The Kai Tak Cruise Terminal has been plagued with inaccessibility, with very little public transport links for ordinary Hongkongers and a location that is remote to shopping malls and MTR stations.
The terminal is operated by Worldwide Cruise Terminals, a consortium jointly owned by Worldwide Flight Services, Royal Caribbean Cruises and Shun Tak Holdings.
Jeff Bent, managing director of Worldwide Cruise Terminals, said with more development in the Kai Tak district, accessibility will improve.
“The Kai Tak Cruise Terminal is the first development in a large area, and as more land in the Kai Tak district is developed, such as an MTR station, six luxury hotels, stadium and pediatric hospital, transportation will improve,” he said.
Most of the terminal’s revenues come from cruise operations, with retail and event venue leasing as alternative revenue streams.
“Over time, as cruise operations increase in frequency, event venue leasing will decrease,” Bent said.

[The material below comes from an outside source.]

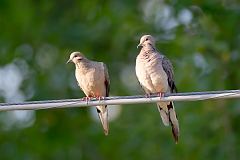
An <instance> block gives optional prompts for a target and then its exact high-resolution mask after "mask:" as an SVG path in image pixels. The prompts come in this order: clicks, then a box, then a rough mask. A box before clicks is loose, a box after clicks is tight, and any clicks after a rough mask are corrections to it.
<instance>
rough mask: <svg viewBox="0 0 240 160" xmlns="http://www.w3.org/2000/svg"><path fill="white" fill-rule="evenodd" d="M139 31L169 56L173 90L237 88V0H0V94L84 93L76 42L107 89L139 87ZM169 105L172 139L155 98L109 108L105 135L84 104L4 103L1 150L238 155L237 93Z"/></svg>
mask: <svg viewBox="0 0 240 160" xmlns="http://www.w3.org/2000/svg"><path fill="white" fill-rule="evenodd" d="M143 34H152V35H153V36H155V37H156V39H157V41H158V43H157V48H158V50H159V51H161V52H162V53H164V54H165V55H166V56H167V57H168V58H169V59H170V60H171V61H172V63H173V66H174V71H175V80H176V84H177V87H178V91H179V92H192V91H208V90H228V89H238V88H239V86H240V85H239V84H240V83H239V81H240V71H239V67H240V2H239V1H238V0H192V1H190V0H181V1H180V0H168V1H167V0H166V1H164V0H149V1H144V0H140V1H139V0H132V1H130V0H122V1H119V0H104V1H100V0H91V1H90V0H81V1H67V0H65V1H64V0H59V1H57V0H52V1H47V0H43V1H36V0H23V1H18V0H11V1H10V0H0V101H1V102H22V101H31V100H50V99H67V98H80V97H83V96H84V95H83V93H82V92H81V91H80V90H79V88H78V86H77V83H76V80H75V77H74V65H65V63H66V61H67V60H68V58H69V55H70V53H71V52H72V51H81V52H82V53H84V54H85V55H86V56H87V57H88V58H89V59H92V60H97V61H103V62H105V63H106V65H107V66H108V69H109V74H110V79H111V90H110V94H111V95H113V96H116V95H118V96H121V95H136V94H143V92H142V90H141V88H140V86H139V85H138V82H137V80H136V76H135V71H134V67H135V58H136V56H137V54H138V52H139V50H138V49H137V48H136V46H137V44H138V43H139V38H140V37H141V36H142V35H143ZM175 107H176V111H177V113H178V119H179V122H180V132H181V133H180V134H181V135H180V141H179V144H178V145H175V143H174V141H173V138H172V135H171V129H170V128H169V127H168V128H167V127H164V126H163V124H162V122H161V119H160V116H159V113H158V111H157V108H156V105H155V104H142V105H124V106H120V107H119V106H118V107H115V110H114V107H112V108H113V111H112V112H113V113H115V114H116V116H115V117H114V118H113V119H112V121H111V122H110V135H109V136H107V137H106V136H104V134H103V131H102V128H101V125H100V123H97V122H96V121H95V120H94V118H92V117H94V116H92V114H91V113H92V112H91V109H90V108H81V109H79V108H72V109H48V110H39V111H23V112H19V111H14V112H1V113H0V159H1V160H2V159H3V160H5V159H24V160H31V159H34V160H38V159H39V160H40V159H58V160H59V159H84V160H85V159H98V160H104V159H119V160H122V159H137V160H140V159H156V160H158V159H168V160H171V159H216V160H225V159H238V157H239V156H240V124H239V121H240V102H239V100H237V99H235V100H233V99H231V100H211V101H210V100H209V101H201V102H177V103H175ZM94 112H95V110H94Z"/></svg>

87% of the 5,600 square-meter retail space has been leased and Bent says this will remain more or less consistent.
He added, “Our cruise business is primarily B2B, but we will consider some targeted tactical promotions to support the retail side as well. Our tenants are also conducting their own promotional activities, such as marketing the 80-table Chinese restaurant as a wedding venue.”
The brand image he hopes to promote is as a beautiful and enjoyable place for park visitors, event and wedding participants and for people embarking on a cruise. He says most cruise terminals close when a ship is not at berth but this is not the case at the Kai Tak Cruise Terminal, which is unusual.
But the greatest source of growth is still expected to come from cruise operations, according to Bent.
“As international cruise lines increasingly order new ships and deploy more of their fleets to Asia, and as local Asian cruise lines acquire ships and enter operation, this part of the business will ramp up substantially over the coming years,” he said.